After the staff meeting I walked over to the Sem to return some music I had borrowed. I found ZH talking with KR in her office. They were chatting about various things, AH’s potential job (in Pittsburgh!) and how Z would transition from his if she gets it. Also Z’s book that’s out now (got my copy on Monday…too bad I can’t read it without glasses.)
Then K starts to pick our brains about plans for next years conference. It’s Hugo Distler’s anniversary year (born 1908) and the plan is to theme the conference on Distler. PW had had some questions about maybe including some sessions on Bonhoeffer and K wanted to know what we thought of it. Then PW came back from a meeting and we sat around and talked about it with him. We looked at the piece he wants to use as the closing piece neither Z nor I knew off. It’s called “Dance of Death” and it’s FABULOUS. Spoken dialog between different architypal characters and Death (president, bishop, farmer, merchant, child.) Each of the dialogs is strongly “law”; Death comes for all and demands that each dance with him. But the choral responses are pure gospel and proclaim that salvation comes through faith which comes by grace alone.
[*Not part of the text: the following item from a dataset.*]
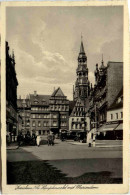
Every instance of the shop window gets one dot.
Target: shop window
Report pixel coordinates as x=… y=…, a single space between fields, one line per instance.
x=111 y=116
That nothing any of those characters did or could have done would have been enough to stay Death. Only grace will overcome it.
And the music, (although we couldn’t hear it I looked at it) is quintessential Distler. Modern yet ancient. I told PW that part of one of the workshops or the introduction of the piece has to be an explanation of how the music exegetes the text and proclaims the gospel. Z countered that he questions whether the music can proclaim gospel if the audience (congregation) is musically uneducated (as society tends to be today) and the musical references/allusions are lost on them. I countered that with the idea that the metaphysics/spiritual nature of the music can proclaim that without the intellect being involved, albeit not as effectively.
It was one of those conversations we used to get into while Z and I were still students. It was deeply theological, intelligent, creative and challenging. The kind of conversation where you need to “fire on all cylinders” or you can’t keep up.
Both Z and I left the conversation feeling energized. And grateful for the opportunity to still be able to have those kinds of conversations.